Beam Therapeutics has enrolled the first patient with sickle cell disease (SCD) in the phase 1/2 BEACON clinical trial (NCT05456880) of the CRISPR base-editing therapy BEAM-101.
“The enrollment of the first patient in our BEACON trial is a significant step forward for Beam and for the field of base editing,” John Evans, chief executive officer, Beam Therapeutics, said in a statement. “With the potency and precision of base editing, we believe BEAM-101 could be a best-in-class option for SCD patients with several advantages over other available genetic therapies. We are now focused on activating additional clinical trial sites in the US, modifying the BEACON protocol to enable expedited future patient enrollment and endpoint assessment, and finalizing our commercial-ready manufacturing process. We look forward to advancing this program for patients who suffer from the painful and debilitating consequences of SCD.”

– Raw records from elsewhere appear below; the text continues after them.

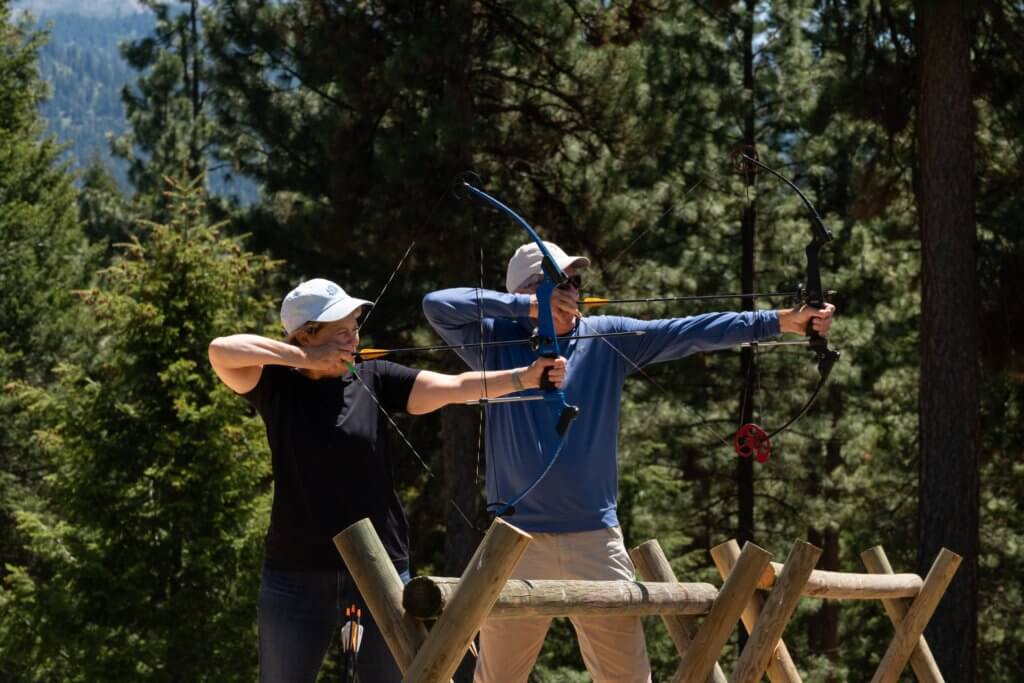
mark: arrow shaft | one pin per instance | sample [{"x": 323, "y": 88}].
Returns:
[{"x": 370, "y": 354}]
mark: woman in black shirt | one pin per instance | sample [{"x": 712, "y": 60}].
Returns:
[{"x": 332, "y": 466}]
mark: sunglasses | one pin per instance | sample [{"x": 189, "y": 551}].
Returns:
[{"x": 572, "y": 281}]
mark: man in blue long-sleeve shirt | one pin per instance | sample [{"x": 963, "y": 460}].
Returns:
[{"x": 571, "y": 512}]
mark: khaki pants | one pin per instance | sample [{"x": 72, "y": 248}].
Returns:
[{"x": 612, "y": 648}]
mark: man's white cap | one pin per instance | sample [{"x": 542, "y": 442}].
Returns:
[
  {"x": 525, "y": 263},
  {"x": 316, "y": 300}
]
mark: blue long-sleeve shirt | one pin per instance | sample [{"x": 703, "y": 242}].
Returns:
[{"x": 580, "y": 493}]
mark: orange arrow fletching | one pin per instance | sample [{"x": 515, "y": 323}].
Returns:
[{"x": 594, "y": 302}]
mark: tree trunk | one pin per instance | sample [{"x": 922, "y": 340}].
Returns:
[
  {"x": 945, "y": 196},
  {"x": 463, "y": 427}
]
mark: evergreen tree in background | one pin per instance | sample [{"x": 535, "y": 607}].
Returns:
[
  {"x": 171, "y": 134},
  {"x": 146, "y": 541},
  {"x": 44, "y": 258}
]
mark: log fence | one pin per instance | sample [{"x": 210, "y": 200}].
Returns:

BEAM-101 is a base-edited autologous hematopoietic stem cell (HSC) investigational therapy that mimics single nucleotide polymorphisms that cause persistence of fetal hemoglobin to inhibit hemoglobin S polymerization.The therapy’s base editing is designed to avoid double stranded breaks. In preclinical studies, the therapy achieved over 90% of alleles edited in HSCs, consistent upregulation of fetal hemoglobin (over 60% of total hemoglobin), and reductions in hemoglobin 6 (less than 40% of total hemoglobin, levels similar to SCD carriers).

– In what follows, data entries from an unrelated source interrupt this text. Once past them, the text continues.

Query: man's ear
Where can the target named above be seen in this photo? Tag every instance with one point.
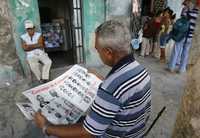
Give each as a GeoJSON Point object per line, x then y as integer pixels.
{"type": "Point", "coordinates": [108, 51]}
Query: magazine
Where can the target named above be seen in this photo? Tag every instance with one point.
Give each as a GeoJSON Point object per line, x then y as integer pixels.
{"type": "Point", "coordinates": [65, 99]}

READ MORE: The State of Gene and Cell Therapy for Sickle Cell Disease
The open-label, multicenter, single-arm BEACON trial is enrolling up to 15 participants in the phase 1 arm with SCD to evaluate the safety and preliminary efficacy of BEAM-101. Participants must be aged between 18 and 35 years with documented SCD with βS/βS, βS/β0, or βS/β+ genotypes and at least 4 severe VOCs in the 24 months prior to screening with standard of care measures.

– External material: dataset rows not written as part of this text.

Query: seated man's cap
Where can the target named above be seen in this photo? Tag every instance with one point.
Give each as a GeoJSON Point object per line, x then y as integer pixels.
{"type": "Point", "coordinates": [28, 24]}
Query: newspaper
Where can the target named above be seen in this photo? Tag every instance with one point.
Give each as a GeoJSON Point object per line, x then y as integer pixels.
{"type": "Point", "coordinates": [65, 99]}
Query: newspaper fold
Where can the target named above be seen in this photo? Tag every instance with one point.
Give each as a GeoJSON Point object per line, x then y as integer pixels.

Primary endpoints of the study include the number of severe vascular-occlusive crises (VOCs), success of and time to neutrophil engraftment, time to platelet engraftment, mortality, and severity of adverse events (AEs). Secondary outcomes include at least a 75% reduction in severe VOCs, the proportion of patients with no severe VOCs,proportion of patients with fetial hemoglobin of at least 30%, and changes in incidence and duration of hospitalizations for VOCs; red blood cell transfusions for SCD-related indications; hemoglobin concentration; lactate dehydrogenase; total bilirubin; free hemoglobin; and reticulocyte count.
Participants will undergo transfusion and mobilization for HSC retrieval. Following HSC editing, participants will be conditioned with chemotherapy and then have HSCs transplanted back. An initial sentinel cohort of 3 patients will be treated 1 at a time to confirm successful engraftment, followed by dosing in up to a total of 45 patients.